Bug #14804
[keepstore] Return 5xx (not 4xx) if block is not found due to transient backend device failure
100%
Description
Currently, when keepstore is trying to read a block, if one Azure-backed volume encounters a 503 error and all other volumes return 404, keepstore returns 404 to its client. This is a non-retryable error so the client will give up.
The correct behavior is to return a 502 or 503 status in this situation.
Azure error message:
storage: service returned error: StatusCode=503, ErrorCode=ServerBusy, ErrorMessage=The server is busy.
Subtasks
Related issues
Associated revisions
History
#2
Updated by Tom Morris about 2 years ago
- Target version changed from Arvados Future Sprints to 2019-02-27 Sprint
#3
Updated by Lucas Di Pentima about 2 years ago
- Assigned To set to Lucas Di Pentima
#4
Updated by Lucas Di Pentima about 2 years ago
- Status changed from New to In Progress
#5
Updated by Lucas Di Pentima about 2 years ago
Updates at 601764a10 - branch 14804-keepstore-transient-backend-errors
Test run: https://ci.curoverse.com/job/developer-run-tests/1082/
When requesting a block, if keepstore
gets errors from all of its volumes, the error that was being returned to the client was 404 no matter which error the volumes returned.

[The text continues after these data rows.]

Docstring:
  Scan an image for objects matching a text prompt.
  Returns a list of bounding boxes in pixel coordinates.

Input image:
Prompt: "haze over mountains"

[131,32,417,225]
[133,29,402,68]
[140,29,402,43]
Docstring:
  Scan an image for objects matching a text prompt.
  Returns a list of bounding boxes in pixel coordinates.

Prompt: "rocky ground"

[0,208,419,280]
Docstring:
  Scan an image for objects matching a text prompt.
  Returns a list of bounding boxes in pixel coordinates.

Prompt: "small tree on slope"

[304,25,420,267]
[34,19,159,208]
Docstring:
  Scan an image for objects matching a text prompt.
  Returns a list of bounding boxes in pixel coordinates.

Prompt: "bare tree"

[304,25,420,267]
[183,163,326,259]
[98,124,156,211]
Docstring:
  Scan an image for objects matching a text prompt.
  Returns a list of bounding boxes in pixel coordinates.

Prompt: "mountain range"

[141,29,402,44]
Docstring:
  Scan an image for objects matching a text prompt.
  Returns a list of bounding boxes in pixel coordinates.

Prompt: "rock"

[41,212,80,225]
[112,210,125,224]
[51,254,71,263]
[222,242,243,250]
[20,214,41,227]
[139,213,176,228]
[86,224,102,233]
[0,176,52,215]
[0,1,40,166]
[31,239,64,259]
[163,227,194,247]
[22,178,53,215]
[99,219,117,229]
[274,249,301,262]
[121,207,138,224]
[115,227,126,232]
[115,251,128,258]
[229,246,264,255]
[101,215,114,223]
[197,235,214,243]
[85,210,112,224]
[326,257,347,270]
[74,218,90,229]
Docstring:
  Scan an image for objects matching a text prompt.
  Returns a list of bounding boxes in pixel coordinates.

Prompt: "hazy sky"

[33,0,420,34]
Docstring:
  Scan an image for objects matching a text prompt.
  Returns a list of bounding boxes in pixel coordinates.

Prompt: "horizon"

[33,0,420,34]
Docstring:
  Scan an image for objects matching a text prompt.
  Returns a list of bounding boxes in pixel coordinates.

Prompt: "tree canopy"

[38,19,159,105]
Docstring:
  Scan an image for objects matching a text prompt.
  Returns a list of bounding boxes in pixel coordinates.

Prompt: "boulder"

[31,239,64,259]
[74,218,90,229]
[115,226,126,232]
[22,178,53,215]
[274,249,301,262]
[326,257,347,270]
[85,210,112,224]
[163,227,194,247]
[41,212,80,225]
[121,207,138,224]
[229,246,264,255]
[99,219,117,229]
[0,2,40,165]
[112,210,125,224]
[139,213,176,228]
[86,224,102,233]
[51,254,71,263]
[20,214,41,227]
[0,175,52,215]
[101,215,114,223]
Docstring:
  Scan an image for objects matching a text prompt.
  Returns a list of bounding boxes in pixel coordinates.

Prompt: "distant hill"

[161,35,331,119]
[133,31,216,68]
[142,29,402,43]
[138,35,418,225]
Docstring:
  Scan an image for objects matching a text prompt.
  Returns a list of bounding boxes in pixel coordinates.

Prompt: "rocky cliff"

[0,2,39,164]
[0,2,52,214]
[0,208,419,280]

Now, when receiving a VolumeBusyError
(transient error) from a volume backend, keepstore
will return a 503 status so that the client can retry instead of mistakenly believe that the block is not there.
#6
Updated by Lucas Di Pentima about 2 years ago
Re-running developer-run-tests-remainder at: https://ci.curoverse.com/job/developer-run-tests-remainder/1117/
#7
Updated by Eric Biagiotti about 2 years ago
Small nit pick, I would update the comment for TestGetHandler
to include your test scenario. Otherwise, LGTM.
#8
Updated by Lucas Di Pentima about 2 years ago
- Status changed from In Progress to Resolved
Applied in changeset arvados|7e5f0e9ca6756099f761cc3f392476f362cd1645.
#9
Updated by Tom Morris about 2 years ago
- Release set to 15
#10
Updated by Tom Clegg almost 2 years ago
- Related to Bug #15118: [keepstore] Return 5xx (not 4xx) if block is not found due to transient backend device failure added
Merge branch '14804-keepstore-transient-backend-errors'
Closes #14804
Arvados-DCO-1.1-Signed-off-by: Lucas Di Pentima <ldipentima@veritasgenetics.com>